Import wizard for tab separated lists

With this import routine, you can import data from text files (as tab-separated lists) into the database. For an introduction see a short tutorial . Choose Data -> Import -> Wizard and then the type of data that should be imported, e.g. import Series ... from the menu. A window as shown below will open that will lead you through the import of the data. The window is separated in 3 areas. On the left side, you see a list of possible data related import steps according to the type of data you choose for the import. On the right side you see the list of currently selected import steps. In the middle part the details of the selected import steps are shown.

 

Choosing the File

As a first step, choose the File from where the data should be imported. For an introduction see a short tutorial . The currently supported format is tab-separated text. Then choose the Encoding of the file, e.g. Unicode. The preferred encoding is UTF8. The Start line and End line will automatically be set according to your data. You may change these to restrict the data lines that should be imported. The not imported parts in the file are indicated as shown below with a gray background. If the First line contains the column definition this line will not be imported as well. If your data contains e.g. date information where notations differ between countries (e.g. 31.4.2013 - 4.31.2013), choose the Language / Country to ensure a correct interpretation of your data. Finally you can select a prepared Schema (see chapter Schema below) for the import.

 

Choosing the data ranges

In the selection list on the left side of the window (see below) all possible import steps for the data are listed according to the type of data you want to import.

The import of certain tables can be paralleled.

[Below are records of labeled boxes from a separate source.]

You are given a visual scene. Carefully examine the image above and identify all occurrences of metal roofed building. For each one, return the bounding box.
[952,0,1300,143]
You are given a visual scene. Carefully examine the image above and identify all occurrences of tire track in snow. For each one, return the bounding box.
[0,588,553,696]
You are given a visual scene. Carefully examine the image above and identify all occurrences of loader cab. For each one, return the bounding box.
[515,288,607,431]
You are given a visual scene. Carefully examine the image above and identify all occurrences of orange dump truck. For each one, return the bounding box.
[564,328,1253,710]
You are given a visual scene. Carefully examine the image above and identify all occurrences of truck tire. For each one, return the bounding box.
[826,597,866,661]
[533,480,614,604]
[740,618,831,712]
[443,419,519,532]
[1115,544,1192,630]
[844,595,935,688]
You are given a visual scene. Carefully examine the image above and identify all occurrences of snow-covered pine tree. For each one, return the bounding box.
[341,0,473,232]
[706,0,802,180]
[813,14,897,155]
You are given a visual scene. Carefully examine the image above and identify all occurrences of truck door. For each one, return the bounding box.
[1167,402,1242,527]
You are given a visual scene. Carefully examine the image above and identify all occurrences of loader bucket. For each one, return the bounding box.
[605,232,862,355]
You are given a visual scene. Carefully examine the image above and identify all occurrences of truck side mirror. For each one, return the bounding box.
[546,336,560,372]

To add parallels click on the button (see below). To remove parallels, use the button. Only selected ranges will appear in the list of the steps on the right (see below).

To import information of logging columns like who created and changed the data, click on button in the header line. This will include an additional substeps for every step containing the logging columns (see below). If you do not import these data, they will be automatically filled by default values like the current time and user.

 

Attaching data

You can either import your data as new data or Attach them to data in the database. For an introduction see a short tutorial . Select the import step Attachment from the list. All tables that are selected and contain columns at which you can attach data are listed (see below). Either choose the first option Import as new data or one of the columns the attachment columns offered like SeriesCode in the table Series in the example below.

If you select a column for attachment, this column will be marked with a blue background (see below and chapter Table data).

 

Merging data

You can either import your data as new data or Merge them with data in the database. For an introduction see a short tutorial . Select the import step Merge from the list. For every table you can choose between Insert, Merge, Update and Attach (see below).

The Insert option will import the data from the file independent of existing data in the database.

The Merge option will compare the data from the file with those in the database according to the Key columns (see below). If no matching data are found in the database, the data from the file will be imported. Otherwise the data will be updated.

The Update option will compare the data from the file with those in the database according to the Key columns. Only matching data found in the database will be updated.

The Attach option will compare the data from the file with those in the database according to the Key columns. The found data will not be changed, but used as a reference data in depending tables. 

Empty content will be ignored e.g. for the Merge or Update option. To remove content you have to enter the value NULL. As long as the column will allow emty values, the content will be removed using the NULL value.

 

Table data

To set the source for the columns in the file, select the step of a table listed underneath the Merge step. All columns available for importing data will be listed in the central part of the window. In the example shown below, the first column is used to attach the new data to data in the database.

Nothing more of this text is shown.